Azerbaijan, Armenia speed up creation of Joint Border Commission
The foreign ministers of Azerbaijan and Armenia held the next phone talks on Monday to discuss the process of preparations for the border delimitation and signing a peace treaty.
The Foreign Ministry of Azerbaijan reported that Jeyhun Bayramov and his Armenian counterpart Ararat Mirzoyan exchanged of views as a follow-up to the agreements reached at the level of the leaders of both states.
They have ultimately agreed on parameters of the participants of a Joint Border Commission tasked to start the process of delimitation and demarcation of the Armenia-Azerbaijan state border.
“It was agreed to convene the meetings of the Joint Border Commission, as well as the Working Group on preparation of a peace treaty, in the near future,” Azerbaijani Foreign Ministry said in a statement.
Baku and Yerevan agreed on the establishment of a joint commission in a meeting hosted by European Council Charles Michel in Brussels on April 6.
In March, Azerbaijan submitted Armenia a proposal package containing five basic principles that would help normalize bilateral relations after nearly three decades of stalemate. President Ilham Aliyev has earlier said that the Armenian authorities accepted the principles put forward by Baku.
Azerbaijan has been calling for delimiting its borderline with Armenia since 2020, when the two countries fought a bloody war in the Karabakh region over 44 days. The war ended in complete victory of the Azerbaijan Armed Forces, which liberated more than 300 settlements from Armenia’s occupation.

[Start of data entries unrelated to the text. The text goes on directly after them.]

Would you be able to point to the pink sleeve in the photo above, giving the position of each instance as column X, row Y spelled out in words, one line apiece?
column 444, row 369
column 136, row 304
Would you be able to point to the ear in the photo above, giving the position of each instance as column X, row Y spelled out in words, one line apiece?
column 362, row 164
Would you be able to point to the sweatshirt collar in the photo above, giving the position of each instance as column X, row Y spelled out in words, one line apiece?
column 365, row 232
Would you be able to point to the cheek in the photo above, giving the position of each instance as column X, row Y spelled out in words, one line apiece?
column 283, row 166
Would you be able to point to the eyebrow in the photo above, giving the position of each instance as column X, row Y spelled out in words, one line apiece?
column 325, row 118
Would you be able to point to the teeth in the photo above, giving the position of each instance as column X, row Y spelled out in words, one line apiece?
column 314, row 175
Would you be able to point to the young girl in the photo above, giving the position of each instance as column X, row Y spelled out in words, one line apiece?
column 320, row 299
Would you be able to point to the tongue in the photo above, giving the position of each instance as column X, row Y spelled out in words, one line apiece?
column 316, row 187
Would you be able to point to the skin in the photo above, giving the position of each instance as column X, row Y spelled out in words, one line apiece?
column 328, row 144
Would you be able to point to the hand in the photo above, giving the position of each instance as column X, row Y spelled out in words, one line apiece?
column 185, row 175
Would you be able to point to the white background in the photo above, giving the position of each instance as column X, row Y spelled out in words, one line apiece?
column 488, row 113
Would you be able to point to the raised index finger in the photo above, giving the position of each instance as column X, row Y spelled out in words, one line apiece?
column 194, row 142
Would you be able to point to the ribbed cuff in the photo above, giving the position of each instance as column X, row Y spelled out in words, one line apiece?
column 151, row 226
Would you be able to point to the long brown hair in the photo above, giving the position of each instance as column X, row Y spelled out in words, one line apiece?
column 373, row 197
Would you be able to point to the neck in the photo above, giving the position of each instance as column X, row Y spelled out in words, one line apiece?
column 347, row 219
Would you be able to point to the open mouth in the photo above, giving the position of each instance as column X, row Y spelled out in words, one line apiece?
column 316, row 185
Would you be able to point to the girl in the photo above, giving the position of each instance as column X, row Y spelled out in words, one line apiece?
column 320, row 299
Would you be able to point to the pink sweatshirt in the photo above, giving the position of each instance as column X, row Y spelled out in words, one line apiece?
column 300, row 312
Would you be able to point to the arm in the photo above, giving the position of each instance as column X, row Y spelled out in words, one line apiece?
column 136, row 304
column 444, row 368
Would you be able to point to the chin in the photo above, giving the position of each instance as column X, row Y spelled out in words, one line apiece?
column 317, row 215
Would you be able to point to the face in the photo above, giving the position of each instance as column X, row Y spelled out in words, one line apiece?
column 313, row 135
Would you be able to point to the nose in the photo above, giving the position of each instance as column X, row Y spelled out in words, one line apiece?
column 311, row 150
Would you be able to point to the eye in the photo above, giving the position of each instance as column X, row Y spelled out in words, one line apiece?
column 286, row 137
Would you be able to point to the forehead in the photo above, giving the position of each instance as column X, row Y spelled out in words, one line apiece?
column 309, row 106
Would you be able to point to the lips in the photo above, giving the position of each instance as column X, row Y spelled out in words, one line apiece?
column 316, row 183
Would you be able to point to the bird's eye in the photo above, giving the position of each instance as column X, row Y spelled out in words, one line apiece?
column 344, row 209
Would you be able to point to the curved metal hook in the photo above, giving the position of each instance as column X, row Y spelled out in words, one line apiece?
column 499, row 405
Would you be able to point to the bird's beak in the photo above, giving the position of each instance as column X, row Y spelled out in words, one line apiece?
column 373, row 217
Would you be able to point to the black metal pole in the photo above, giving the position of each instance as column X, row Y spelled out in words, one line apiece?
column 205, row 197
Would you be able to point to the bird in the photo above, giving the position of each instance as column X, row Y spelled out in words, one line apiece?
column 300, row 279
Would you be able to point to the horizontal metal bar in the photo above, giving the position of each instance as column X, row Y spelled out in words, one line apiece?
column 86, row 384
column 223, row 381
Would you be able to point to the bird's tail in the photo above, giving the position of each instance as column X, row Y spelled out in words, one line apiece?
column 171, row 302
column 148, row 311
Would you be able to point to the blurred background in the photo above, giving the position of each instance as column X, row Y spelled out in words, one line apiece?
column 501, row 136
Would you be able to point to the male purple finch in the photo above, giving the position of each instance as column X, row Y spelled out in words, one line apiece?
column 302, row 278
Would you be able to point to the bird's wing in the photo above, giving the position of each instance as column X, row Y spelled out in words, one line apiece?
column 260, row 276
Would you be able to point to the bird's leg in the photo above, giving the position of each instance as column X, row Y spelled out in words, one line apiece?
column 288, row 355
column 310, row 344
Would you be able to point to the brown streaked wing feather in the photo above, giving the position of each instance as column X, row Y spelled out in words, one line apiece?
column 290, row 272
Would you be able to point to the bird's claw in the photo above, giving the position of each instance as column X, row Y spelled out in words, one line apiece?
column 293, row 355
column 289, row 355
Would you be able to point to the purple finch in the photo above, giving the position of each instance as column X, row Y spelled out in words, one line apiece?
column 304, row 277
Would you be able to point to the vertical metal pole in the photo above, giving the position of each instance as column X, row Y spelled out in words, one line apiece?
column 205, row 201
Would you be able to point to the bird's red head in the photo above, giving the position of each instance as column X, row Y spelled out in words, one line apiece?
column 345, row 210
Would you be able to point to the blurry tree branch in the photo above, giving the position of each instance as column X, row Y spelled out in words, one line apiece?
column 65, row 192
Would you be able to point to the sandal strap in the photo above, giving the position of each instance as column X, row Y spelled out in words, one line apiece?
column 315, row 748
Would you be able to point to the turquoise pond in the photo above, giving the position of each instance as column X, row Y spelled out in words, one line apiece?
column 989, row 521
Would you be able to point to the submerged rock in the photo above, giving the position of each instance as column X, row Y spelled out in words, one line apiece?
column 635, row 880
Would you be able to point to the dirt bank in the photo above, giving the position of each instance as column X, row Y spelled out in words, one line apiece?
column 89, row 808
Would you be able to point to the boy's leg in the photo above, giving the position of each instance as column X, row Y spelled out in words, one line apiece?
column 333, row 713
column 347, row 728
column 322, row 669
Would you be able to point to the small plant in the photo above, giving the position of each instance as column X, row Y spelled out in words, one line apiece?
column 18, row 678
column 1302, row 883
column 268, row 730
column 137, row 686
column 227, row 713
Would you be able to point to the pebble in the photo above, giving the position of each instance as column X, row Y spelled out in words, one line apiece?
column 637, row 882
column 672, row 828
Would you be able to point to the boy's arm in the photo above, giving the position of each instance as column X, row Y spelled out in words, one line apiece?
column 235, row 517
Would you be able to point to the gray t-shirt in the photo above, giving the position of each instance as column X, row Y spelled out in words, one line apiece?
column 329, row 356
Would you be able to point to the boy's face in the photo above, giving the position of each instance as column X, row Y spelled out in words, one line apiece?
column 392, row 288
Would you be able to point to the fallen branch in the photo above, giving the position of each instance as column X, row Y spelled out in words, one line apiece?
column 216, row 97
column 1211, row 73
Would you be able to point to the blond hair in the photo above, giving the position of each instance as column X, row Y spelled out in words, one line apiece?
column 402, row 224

The control over a larger portion of Azerbaijan’s 1,007-kilometer borderline with Armenia returned under the country’s control in the wake of the war. Amidst regular border provocations, with the last committed by the Armenian forces on April 23, 2022, Baku has been demanding immediate delimitation and demarcation of the border as one of the priorities of normalizing the relationship with Armenia.